Well I used a 3 and a 4 gal/hr nozzle on my pre-compressor WI setup on a turbo that was rated with a max flow of 360 CFM. The 4 gal/hr was a bit too much, and the 3 seemed to be about right. Since I was pushing that turbo very hard a lot of that water went to cool the compressor discharge to sane levels.

In your case you have:
6.6 L displacement @ 30 psi, lets assume 4000 rpm --- engine needs about --

6.6 L = 403 CID x 2000/1728 = 466 CFM, at 30 psi equals a pressure ratio of `approx 2:1 . Your engine should need about 932 CFM at 4000 rpm or 64.3 lb/min of air flow. (this is air flow into the compressor inlet at atmospheric pressure).

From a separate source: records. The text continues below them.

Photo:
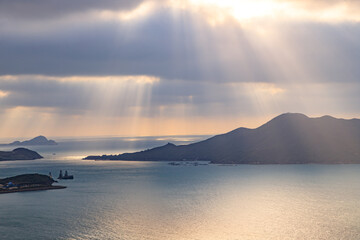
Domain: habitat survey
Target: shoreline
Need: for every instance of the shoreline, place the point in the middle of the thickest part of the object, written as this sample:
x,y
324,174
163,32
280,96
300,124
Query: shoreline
x,y
32,189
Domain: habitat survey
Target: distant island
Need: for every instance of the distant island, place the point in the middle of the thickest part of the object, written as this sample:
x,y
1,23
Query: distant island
x,y
27,182
39,140
290,138
19,154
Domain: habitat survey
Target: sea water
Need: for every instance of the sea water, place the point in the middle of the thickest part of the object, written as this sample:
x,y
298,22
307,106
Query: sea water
x,y
154,200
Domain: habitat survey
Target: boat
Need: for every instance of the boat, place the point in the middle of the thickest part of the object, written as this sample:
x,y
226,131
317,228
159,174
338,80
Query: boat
x,y
65,176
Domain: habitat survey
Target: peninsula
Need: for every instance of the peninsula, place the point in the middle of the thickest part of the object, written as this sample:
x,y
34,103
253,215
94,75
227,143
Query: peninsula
x,y
36,141
19,154
27,182
290,138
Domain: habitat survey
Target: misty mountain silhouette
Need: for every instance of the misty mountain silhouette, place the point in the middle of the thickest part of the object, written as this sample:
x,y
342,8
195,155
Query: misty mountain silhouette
x,y
286,139
39,140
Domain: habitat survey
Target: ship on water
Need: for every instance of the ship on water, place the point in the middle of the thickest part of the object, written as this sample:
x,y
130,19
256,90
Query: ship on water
x,y
65,176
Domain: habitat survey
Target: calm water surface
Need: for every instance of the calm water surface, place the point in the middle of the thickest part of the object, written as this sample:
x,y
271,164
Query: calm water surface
x,y
147,200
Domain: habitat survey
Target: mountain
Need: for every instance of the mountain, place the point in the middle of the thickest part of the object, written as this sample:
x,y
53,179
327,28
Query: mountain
x,y
19,154
286,139
39,140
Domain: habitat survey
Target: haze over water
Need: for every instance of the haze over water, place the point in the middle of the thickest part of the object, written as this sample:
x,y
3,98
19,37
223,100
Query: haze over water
x,y
149,200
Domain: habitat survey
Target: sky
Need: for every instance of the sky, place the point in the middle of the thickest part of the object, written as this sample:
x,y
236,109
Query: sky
x,y
173,67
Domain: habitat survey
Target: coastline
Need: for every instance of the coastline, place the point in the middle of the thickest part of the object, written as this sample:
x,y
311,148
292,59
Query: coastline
x,y
32,189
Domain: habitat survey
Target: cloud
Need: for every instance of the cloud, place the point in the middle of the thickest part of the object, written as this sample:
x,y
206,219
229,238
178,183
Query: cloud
x,y
43,9
184,46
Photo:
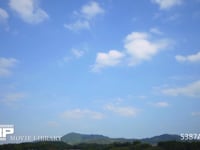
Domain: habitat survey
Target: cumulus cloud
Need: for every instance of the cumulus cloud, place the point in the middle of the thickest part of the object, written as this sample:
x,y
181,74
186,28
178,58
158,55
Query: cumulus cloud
x,y
156,31
126,111
196,114
78,25
167,4
82,113
77,53
91,10
139,46
11,98
194,58
6,64
161,104
191,90
28,10
3,15
85,16
112,58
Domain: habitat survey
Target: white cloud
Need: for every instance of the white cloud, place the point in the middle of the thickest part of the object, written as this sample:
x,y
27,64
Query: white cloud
x,y
125,111
167,4
140,48
6,64
77,53
190,58
28,10
78,25
12,98
191,90
53,124
161,104
85,16
3,15
195,114
91,10
112,58
82,113
156,31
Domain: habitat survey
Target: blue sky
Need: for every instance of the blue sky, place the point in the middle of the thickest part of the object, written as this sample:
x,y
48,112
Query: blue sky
x,y
119,68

Not sure what the VE for a diesel engine is so this is at 100% VE, for a gasonline engine you'd mulitply by about .85 to get a real world air flow.

If we do a quick on the napkin computation of the specific heat of that air flow we get:

64.3 lb/min x .024 btu/lb x 100 deg F delta T = 154.3 BTU/min deg F

Latent heat of water = 970 BTU/lb deg F at atmospheric pressure. (it will be a little lower at high pressure but this is close enough for a ball park computation).

To absorbe that heat flow you, would need to evaporate about 0.16 lb of water /min or 73 ml/min of water. That would be just over a 1 gal/hr water flow, or about the same as an Aquamist 0.4 mm nozzle at 40 psi line pressure.

Not trying to be condescending by working it out, but just wanted to show where the numbers were coming from, so everyone could follow the reasoning.